The UK’s second biggest export market in August this year was Switzerland at £2.3 billion (the biggest was the US, £3.2 billion), according to the Barometer column in The Spectator this week. So what on earth are we selling so much of to the Swiss?
We are sending coal to Newcastle, or in this case gold to Zurich. The explanation for this unlikely turn of events lies with Exchange Traded Funds (ETFs). They are supposedly a cheap way to track the price of a stock market index or, in this case, gold. Without getting too technical, there are two ways they can do this. They can buy gold futures and keep rolling the position as it becomes deliverable. This does not reflect the price of gold if the roll costs money, i.e. the second month is more expensive than the spot month.
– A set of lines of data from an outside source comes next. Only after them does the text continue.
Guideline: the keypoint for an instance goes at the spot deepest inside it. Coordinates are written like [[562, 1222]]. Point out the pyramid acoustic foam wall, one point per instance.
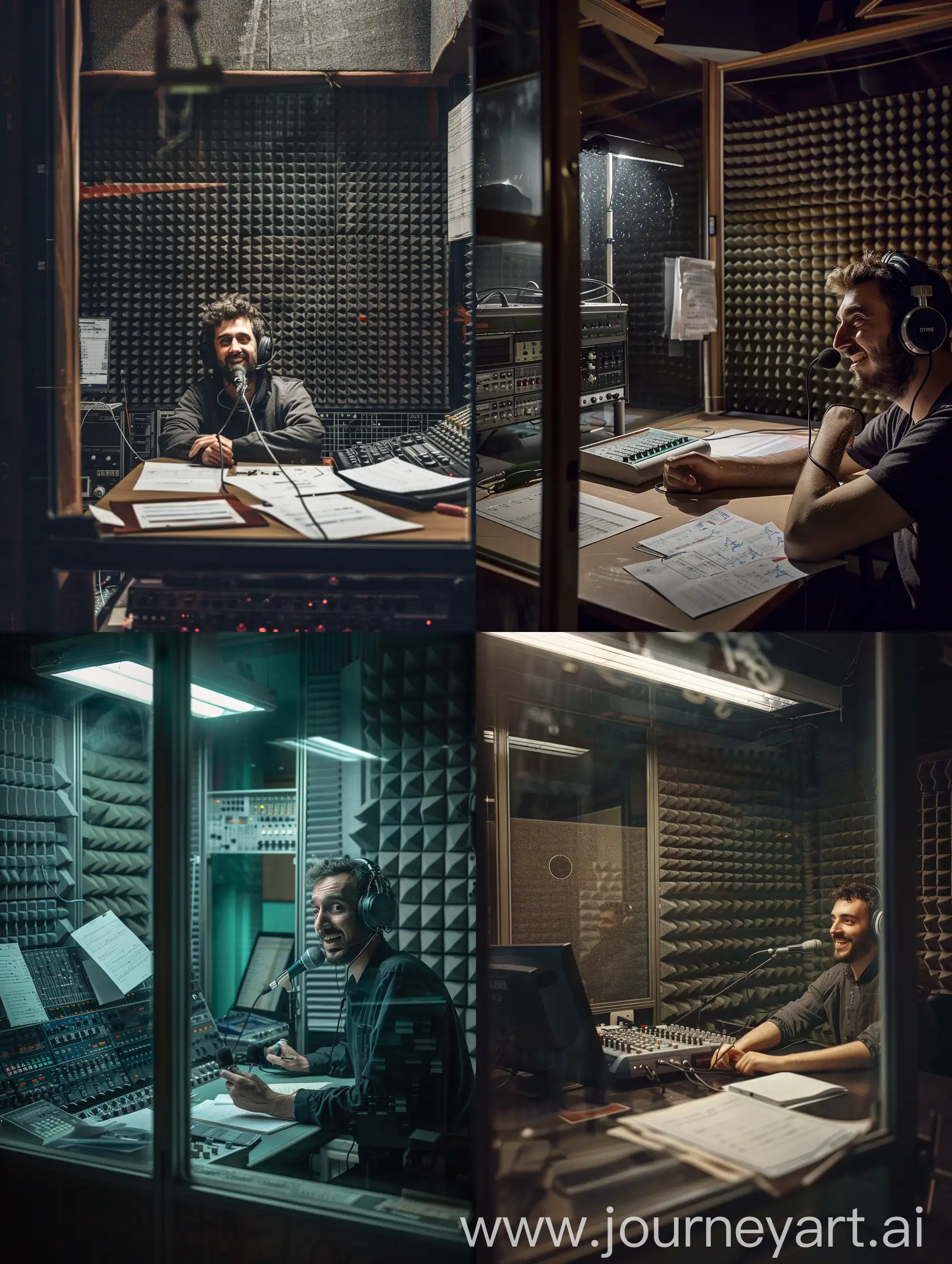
[[37, 807], [327, 206], [804, 192], [116, 815], [936, 873], [733, 828]]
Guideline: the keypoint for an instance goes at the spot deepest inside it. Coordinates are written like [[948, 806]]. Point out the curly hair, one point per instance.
[[229, 307], [858, 892], [893, 286]]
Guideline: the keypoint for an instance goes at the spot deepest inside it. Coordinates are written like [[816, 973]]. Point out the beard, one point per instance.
[[894, 369]]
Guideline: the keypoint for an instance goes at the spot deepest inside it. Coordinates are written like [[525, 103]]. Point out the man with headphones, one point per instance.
[[214, 425], [861, 482], [404, 1043], [846, 996]]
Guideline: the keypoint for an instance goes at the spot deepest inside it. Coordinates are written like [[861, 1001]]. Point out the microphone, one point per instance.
[[311, 960], [807, 946]]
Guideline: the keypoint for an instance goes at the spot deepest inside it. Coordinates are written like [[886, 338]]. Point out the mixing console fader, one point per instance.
[[629, 1050]]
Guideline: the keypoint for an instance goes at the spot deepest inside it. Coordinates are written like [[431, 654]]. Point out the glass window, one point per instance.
[[333, 835], [76, 925]]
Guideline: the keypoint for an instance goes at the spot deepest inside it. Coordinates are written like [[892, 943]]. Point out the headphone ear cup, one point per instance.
[[923, 330]]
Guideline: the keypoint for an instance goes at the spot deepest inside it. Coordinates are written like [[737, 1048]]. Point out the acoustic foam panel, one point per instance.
[[328, 209], [804, 192]]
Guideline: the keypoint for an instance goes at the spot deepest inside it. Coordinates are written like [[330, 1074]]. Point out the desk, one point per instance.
[[606, 590], [289, 1143], [603, 1171], [438, 527]]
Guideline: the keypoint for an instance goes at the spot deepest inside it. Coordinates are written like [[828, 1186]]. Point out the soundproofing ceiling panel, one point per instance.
[[327, 206], [804, 192]]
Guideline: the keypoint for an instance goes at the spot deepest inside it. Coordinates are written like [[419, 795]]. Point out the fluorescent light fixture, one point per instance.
[[658, 672], [330, 748], [625, 147], [133, 680], [531, 744]]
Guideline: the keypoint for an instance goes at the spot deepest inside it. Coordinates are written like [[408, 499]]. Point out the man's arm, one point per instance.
[[826, 520], [183, 428], [300, 432]]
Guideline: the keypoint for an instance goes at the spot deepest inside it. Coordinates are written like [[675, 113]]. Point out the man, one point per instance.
[[846, 996], [232, 330], [606, 967], [893, 478], [403, 1039]]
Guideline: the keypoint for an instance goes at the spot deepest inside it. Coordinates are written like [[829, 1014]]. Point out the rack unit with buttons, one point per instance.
[[253, 822]]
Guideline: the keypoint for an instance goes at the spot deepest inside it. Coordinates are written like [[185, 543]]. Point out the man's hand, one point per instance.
[[751, 1062], [249, 1093], [289, 1058], [695, 472], [215, 450]]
The other way an ETF can more accurately reflect the gold price is by buying actual gold and that is what many funds do. About five years ago there was an influx of money as investors sought what they perceived to be a safe haven. Gold prices have steadily fallen since then and now these investors are losing patience and selling. It’s a buy high, sell low, story. This selling means ETFs have to sell gold they have been holding to back their funds.
Our August exports to Switzerland are up 290% from August 2014 as the gold is moved from vaults in the UK back to Zurich. However, it doesn’t stay there long. Much of it continues east to China, India and Singapore. I wonder nobody has thought to intercept it as in The Italian Job or Goldfinger?